Sunday, January 13

goodbye, facebookland

this week I deactivated my 15-year-old facebook account.

why?

many reasons. mainly, it's a new year, time for trying new things. facebook's role in my recent life has largely been a passive, bad-habit-esque waste of time, and I'm increasingly convinced that its recent roles in spreading terrible ideologies and misleading nonsense makes it problematic for anyone to continue supporting it at all.

so I want to live a year or so truly without it and see what happens. perhaps I'll have more time to write and blog and exercise and knit and make phone calls.

speaking of more time for blogging, over the past months I have been (as is usual) sifting through a dozen different ideas of what I might blog about, with new ideas poking at my brain every few days, too. there are podcasts to blog about, and the upcoming semester to blog about, and gardening plans to blog about. but when? I can't feasibly blog about everything all at once, sadly.

for now, I guess I'm blogging about facebook.

somewhere in the depths of all my old blog drafts, I've had a collection of notes sitting here, from a talk given by a facebook executive or employee of some sort. it was hosted in the student union at Purdue University, where I sat and took notes in the blogger app on my old phone.

here's me, kicking off my mild resolution to blog here more often in 2019, attempting to reconstitute and expand these old notes and snippets into something intelligible and interesting.

facebook's goal/mission/quest/thing has been, for as long as I've heard them talking about having one, is to connect the world.

is this a noble and valiant thing for facebook to be doing? does it seem like a mission that we should trust facebook with?

well, in any case, the speaker opened by stating facebook's mission. and then he spoke excitedly about new developments like live video, virtual reality, and artificial intelligences. oh and about how many new jobs facebook was creating every day. hurray for tech jobs.

he also, unaviodably, had to address issues of privacy and tracking, and he did touch on the ethics of selling users' data to marketers. I'm reminded now, several facebook privacy and ethics scandals later, of this twitter thread about ethics and technology:
Gorcenski writes in her informal critique there that there are no universal codes of ethics. ethics standards are always situated. they're constructed, imperfect, with plenty of ambiguity-- often just enough ambiguity to make companies and other institutions feel halfway okay about carrying out very questionable actions in the world.
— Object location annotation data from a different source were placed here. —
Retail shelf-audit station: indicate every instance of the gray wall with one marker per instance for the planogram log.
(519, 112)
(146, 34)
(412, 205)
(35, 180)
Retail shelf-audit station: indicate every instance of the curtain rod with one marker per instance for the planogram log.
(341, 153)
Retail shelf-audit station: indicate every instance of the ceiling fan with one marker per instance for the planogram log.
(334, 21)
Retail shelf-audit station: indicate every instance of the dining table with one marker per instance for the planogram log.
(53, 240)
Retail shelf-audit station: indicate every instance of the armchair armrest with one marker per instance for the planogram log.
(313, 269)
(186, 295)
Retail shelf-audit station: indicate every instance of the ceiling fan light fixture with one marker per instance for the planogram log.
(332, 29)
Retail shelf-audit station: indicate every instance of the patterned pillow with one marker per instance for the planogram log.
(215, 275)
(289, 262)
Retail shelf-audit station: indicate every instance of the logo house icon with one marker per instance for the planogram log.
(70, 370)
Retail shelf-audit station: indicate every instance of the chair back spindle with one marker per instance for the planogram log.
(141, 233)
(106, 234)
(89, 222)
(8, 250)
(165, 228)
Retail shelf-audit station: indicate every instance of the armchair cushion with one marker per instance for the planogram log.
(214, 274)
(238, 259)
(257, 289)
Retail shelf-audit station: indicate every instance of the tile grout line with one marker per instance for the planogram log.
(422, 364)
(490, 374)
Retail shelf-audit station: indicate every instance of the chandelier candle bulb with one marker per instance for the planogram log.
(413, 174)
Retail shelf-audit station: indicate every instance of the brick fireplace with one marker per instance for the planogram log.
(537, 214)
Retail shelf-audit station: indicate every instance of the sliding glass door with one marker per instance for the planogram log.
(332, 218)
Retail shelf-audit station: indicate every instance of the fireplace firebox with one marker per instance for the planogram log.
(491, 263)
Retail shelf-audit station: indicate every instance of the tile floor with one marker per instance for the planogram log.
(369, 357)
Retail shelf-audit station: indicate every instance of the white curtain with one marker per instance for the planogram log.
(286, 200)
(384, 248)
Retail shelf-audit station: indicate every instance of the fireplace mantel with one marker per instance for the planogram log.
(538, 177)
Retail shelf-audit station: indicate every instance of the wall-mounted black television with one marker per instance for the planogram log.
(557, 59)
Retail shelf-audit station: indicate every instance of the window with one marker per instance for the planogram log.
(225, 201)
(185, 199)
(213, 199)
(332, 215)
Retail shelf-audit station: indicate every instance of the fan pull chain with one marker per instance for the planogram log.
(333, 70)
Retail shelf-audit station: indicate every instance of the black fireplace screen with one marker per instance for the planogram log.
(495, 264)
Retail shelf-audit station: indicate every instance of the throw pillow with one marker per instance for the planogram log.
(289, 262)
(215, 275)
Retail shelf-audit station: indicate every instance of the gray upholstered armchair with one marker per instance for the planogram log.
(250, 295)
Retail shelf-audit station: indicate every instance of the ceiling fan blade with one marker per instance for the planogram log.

from my notes, I see that most of my interest and my strongest reactions to this talk had to do with what the speaker said about facebook-as-governing agent. he shared his experience dealing with the many challenges of managing, filtering, and/or censoring public and semi-public online expression across national borders. he reminded us that facebook has employees and users all over the world. what's legal and appropriate in one country doesn't always match what's legal and appropriate in others. but somehow, facebook's own community standards have to make the whole world happy, to at least some extent.
in negotiating with governments about how to enforce or uphold various local standards, the speaker explained, facebook does as much as they can to push their own values. yes, there are tensions between how a borderless online community wants to function and how more traditional global powers want to run their more traditional, border-bound nations.
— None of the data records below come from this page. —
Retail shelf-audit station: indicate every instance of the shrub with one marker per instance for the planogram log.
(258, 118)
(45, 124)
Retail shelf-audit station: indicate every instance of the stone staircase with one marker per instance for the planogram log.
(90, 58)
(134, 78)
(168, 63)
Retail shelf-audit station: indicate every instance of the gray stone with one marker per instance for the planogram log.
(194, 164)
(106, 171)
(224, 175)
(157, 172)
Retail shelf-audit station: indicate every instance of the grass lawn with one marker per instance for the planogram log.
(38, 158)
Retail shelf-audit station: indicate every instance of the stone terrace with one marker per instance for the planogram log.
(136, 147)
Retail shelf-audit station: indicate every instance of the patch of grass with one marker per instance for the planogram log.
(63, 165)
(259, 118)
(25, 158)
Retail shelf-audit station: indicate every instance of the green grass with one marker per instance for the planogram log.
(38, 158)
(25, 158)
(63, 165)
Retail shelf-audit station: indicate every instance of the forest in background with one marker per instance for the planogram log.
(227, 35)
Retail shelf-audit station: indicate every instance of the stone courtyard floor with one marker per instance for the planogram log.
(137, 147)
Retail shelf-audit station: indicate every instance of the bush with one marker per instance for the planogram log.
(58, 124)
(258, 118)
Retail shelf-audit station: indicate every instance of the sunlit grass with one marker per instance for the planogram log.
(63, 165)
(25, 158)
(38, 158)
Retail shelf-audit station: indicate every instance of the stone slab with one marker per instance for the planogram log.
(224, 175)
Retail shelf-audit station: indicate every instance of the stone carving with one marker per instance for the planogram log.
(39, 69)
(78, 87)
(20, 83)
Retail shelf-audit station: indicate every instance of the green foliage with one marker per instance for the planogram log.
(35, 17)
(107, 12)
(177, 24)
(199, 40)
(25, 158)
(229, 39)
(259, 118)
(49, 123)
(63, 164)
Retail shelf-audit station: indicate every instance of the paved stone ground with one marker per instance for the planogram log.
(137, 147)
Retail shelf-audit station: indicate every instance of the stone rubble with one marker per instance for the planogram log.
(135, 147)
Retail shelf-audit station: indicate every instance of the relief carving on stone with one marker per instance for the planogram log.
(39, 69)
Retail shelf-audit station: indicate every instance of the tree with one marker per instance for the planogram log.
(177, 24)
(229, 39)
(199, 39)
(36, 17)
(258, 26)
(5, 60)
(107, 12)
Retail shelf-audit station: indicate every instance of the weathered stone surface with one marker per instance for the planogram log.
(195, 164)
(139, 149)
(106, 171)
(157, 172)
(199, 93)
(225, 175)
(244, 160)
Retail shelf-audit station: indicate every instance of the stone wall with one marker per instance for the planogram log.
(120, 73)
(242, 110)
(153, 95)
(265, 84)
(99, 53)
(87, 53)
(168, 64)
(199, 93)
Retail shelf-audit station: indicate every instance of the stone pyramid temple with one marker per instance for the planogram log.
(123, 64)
facebook, the speaker emphasized, tries to be an agent of empowerment. a platform for making invisible things visible. shining light into dark corners. facilitating new and more transparent conversations. changing the balance of power.
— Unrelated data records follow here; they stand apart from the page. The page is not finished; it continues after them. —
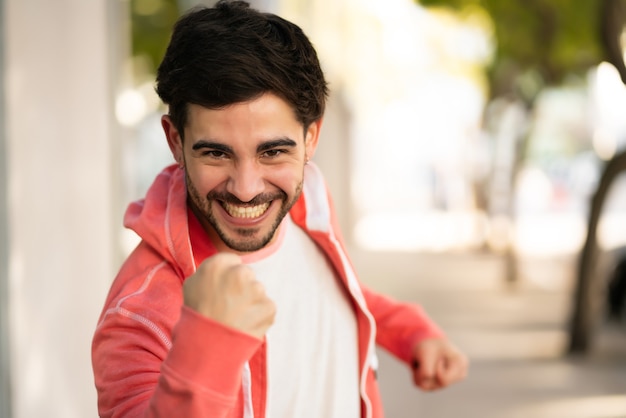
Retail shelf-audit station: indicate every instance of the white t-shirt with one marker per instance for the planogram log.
(313, 344)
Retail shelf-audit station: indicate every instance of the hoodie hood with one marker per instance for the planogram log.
(160, 219)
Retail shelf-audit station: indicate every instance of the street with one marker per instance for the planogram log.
(514, 334)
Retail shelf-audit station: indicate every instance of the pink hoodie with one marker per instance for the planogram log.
(154, 357)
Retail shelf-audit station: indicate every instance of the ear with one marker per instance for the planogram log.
(311, 138)
(174, 139)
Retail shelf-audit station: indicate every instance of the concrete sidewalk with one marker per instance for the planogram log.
(515, 338)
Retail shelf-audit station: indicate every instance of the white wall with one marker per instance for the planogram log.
(60, 180)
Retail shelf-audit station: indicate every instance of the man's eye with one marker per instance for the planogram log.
(272, 153)
(214, 154)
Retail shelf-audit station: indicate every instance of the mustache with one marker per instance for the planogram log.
(257, 200)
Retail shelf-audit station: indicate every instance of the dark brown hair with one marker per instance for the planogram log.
(231, 53)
and then the speaker said something about facebook hopefully having a major role in someday establishing some kind of global online government. after that, according to my notes, I typed out this:

"eeeeek."

does the world want and need to be connected by a central online platform, really? is the capitalist interest that facebook has in being the medium by which everyone is connected anything we can trust?

I'll end this post with two more brief thoughts (the second of which is more of a gesture towards some other people's thoughts, really).

1. it is worth admitting explicitly that the phone-typed notes I took on this nameless facebook employee's presentation are at least three years old at this point. I wish I had included the fellow's name and title and the date of the talk and all that, but I did not. it is also worth admitting that I have not included every single thing I made notes on. what I have done is shape the more timeless bits into a satisfying order and fit them carefully into real sentences. in any case, I make no pretense that my reconstituted representation of the talk and its mood is fully accurate.

2. one of the many awesome podcasts I've listened to inbetween semesters has been ZigZag's end-of-season offering, "If Capitalism and Socialism Had a Baby." they interview Rufus Pollock, who wrote a book called Open Revolution (which you can read online in PDF form over here). I love the ZigZag podcast, and their whole second season was a carnival of great interrogations and important questions about technology and humans. go listen to it!